Each approach is consistent with the text of the Second Amendment, and each is supported by strong historical arguments about the original meaning of the provision. The Second Amendment says: "A well regulated Militia, being necessary to the security of a free State, the right of the people to keep and bear Arms, shall not be infringed." Those who take the collective rights approach focus on the initial language of the provision, while those who take the individual rights approach focus on the latter language.
Each side of the debate marshals impressive historical arguments about what "militia" and "keep and bear arms" meant in the late 18th century. In the past few years, two other federal courts of appeals exhaustively reviewed this history, and one determined that the Framers intended the individual rights approach, while the other read history as supporting the collective rights approach.

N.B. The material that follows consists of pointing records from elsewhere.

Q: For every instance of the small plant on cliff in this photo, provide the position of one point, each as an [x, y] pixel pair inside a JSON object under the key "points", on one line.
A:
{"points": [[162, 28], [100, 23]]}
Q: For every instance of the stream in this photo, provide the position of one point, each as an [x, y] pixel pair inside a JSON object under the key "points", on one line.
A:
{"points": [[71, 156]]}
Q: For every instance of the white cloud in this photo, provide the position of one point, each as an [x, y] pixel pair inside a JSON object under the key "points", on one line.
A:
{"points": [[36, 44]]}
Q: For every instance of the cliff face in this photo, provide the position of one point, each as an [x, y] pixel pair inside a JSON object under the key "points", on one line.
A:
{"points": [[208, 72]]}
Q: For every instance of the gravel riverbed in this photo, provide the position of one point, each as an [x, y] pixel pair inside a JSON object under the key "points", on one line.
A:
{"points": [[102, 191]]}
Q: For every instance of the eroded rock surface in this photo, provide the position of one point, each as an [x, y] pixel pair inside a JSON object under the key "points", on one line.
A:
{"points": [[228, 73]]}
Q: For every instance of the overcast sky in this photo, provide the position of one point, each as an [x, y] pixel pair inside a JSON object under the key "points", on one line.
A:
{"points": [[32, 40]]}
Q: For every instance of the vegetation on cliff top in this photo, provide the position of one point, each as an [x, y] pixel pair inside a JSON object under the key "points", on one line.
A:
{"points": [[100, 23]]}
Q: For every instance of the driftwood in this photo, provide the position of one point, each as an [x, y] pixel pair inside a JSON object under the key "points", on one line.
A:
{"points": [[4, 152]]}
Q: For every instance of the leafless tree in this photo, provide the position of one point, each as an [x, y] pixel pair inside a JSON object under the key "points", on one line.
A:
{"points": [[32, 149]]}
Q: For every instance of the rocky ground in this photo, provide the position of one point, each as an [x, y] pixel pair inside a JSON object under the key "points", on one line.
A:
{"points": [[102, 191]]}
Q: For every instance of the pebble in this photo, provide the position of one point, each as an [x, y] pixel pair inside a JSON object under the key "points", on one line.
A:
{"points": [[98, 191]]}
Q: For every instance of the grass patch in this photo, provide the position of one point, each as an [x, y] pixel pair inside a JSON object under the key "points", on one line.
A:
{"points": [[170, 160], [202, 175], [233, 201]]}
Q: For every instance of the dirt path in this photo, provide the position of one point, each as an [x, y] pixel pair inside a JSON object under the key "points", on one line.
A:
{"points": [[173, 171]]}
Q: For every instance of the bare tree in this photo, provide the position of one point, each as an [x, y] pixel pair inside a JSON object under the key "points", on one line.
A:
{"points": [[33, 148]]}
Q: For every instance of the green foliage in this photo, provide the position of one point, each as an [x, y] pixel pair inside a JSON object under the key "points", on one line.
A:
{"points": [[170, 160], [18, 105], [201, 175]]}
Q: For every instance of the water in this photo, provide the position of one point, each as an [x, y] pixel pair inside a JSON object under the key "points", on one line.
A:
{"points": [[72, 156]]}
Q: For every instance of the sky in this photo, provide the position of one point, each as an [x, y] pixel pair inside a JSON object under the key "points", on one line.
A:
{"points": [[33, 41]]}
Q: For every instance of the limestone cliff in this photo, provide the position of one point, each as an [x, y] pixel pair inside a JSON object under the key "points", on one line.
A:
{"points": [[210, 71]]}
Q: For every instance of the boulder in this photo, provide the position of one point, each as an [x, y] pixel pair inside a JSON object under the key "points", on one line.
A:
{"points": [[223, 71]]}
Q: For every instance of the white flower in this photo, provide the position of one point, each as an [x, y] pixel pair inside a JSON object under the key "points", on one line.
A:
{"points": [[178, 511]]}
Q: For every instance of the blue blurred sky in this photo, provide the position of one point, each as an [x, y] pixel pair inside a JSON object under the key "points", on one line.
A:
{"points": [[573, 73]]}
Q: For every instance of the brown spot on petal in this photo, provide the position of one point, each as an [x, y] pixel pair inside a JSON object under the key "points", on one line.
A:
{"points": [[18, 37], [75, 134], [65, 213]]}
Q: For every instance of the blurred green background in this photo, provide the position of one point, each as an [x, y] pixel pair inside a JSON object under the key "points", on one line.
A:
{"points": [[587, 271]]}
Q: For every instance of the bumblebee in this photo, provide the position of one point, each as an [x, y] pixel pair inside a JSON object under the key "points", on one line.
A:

The assumption in this debate, and one that the D.C. Circuit followed Friday, is that gun control laws are unconstitutional if the individual rights approach is followed. This assumption, though, has no basis in constitutional law. No rights are absolute. Even the First Amendment, which is written in the seemingly absolute language that Congress shall make "no law" abridging freedom of speech or religion, allows government regulation.
Therefore, under the individual rights approach, there still is the question of what types of government regulations are appropriate.

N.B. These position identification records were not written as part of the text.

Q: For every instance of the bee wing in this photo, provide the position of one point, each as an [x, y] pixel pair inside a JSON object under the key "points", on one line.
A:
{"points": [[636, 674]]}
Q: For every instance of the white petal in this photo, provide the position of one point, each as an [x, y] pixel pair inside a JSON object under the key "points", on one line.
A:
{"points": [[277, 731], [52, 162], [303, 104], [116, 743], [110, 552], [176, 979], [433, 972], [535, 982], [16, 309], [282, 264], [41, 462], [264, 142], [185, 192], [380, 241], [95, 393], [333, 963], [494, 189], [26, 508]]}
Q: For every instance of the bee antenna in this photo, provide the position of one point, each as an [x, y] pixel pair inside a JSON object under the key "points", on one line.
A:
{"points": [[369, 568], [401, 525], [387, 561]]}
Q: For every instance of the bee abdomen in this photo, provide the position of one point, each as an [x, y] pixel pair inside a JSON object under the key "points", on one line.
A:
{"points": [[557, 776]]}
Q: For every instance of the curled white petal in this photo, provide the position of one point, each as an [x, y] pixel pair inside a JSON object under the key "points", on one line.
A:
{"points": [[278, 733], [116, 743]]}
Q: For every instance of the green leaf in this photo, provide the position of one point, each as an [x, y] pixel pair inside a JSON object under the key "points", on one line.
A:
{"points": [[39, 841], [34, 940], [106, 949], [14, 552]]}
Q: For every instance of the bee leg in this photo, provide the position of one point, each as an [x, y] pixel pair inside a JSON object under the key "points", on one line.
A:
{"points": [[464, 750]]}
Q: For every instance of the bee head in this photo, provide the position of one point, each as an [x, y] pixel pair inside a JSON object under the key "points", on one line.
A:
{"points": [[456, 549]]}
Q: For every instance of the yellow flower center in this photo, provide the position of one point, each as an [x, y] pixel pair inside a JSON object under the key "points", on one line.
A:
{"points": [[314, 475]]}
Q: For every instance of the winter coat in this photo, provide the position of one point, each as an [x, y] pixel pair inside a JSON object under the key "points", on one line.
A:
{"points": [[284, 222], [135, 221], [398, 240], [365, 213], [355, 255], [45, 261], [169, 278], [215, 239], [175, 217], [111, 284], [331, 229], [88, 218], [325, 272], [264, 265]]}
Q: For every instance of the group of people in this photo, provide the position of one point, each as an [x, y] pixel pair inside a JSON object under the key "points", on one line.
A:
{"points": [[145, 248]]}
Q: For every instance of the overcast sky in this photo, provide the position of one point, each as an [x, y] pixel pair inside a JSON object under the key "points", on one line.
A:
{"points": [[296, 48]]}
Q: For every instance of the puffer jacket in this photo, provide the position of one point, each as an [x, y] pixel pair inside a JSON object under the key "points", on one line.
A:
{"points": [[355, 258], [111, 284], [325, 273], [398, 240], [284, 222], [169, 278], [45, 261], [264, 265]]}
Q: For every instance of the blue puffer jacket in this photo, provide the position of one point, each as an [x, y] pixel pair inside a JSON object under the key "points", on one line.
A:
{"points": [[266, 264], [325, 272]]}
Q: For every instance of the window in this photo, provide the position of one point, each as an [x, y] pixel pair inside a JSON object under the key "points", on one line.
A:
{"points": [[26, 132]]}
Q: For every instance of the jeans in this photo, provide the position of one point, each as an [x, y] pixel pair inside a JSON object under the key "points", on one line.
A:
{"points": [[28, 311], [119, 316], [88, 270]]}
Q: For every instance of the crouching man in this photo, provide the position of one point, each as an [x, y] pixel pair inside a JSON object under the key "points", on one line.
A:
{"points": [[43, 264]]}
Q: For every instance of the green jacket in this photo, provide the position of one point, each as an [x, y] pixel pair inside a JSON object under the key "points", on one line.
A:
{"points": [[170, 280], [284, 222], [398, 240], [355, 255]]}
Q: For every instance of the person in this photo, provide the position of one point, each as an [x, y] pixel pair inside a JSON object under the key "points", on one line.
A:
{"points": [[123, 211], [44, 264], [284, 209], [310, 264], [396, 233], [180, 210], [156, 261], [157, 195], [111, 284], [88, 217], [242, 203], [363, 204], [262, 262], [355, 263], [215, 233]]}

For 70 years the Supreme Court has distinguished among constitutional claims in deciding how closely to scrutinize laws and how much to defer to legislatures. In instances where there is reason to distrust the government, such as for laws discriminating on the basis of race, "strict scrutiny" is used and the government can prevail only if its action is necessary to achieve a compelling purpose.
But where there is little reason to doubt the legislatures' choices, courts give great deference to the legislatures and uphold laws so long as they are reasonably related to a legitimate government purpose. For example, discrimination that is based on characteristics such as age, disability and sexual orientation need to meet only this more relaxed standard. Even rights enumerated in the Constitution, such as property rights, generally receive only this relaxed level of judicial review. For this reason, for 70 years, government regulation of the economy to protect employees and consumers has been upheld in the face of claims that it unduly restricts property rights.
In other words, even if the D.C. Circuit is right in holding that the Second Amendment creates individual rights, that does not answer the question as to the level of scrutiny to be used in evaluating gun control laws. I believe that there is a strong argument that the regulation of guns should be treated the same as other regulation of property under modern constitutional law: The regulation should be allowed so long as it is rationally related to achieving a legitimate government purpose.
Under this standard, there is no doubt that the D.C. gun law is constitutional. The city's government was pursuing the legitimate goal of decreasing gun violence, and its means were certainly reasonable.
The Supreme Court will probably review the D.C. Circuit decision. Whether the court takes the individual or the collective rights approach, it should uphold the D.C. law and make clear that courts will defer to legislatures in their regulation of firearms.
The writer is a professor of law and political science at Duke University.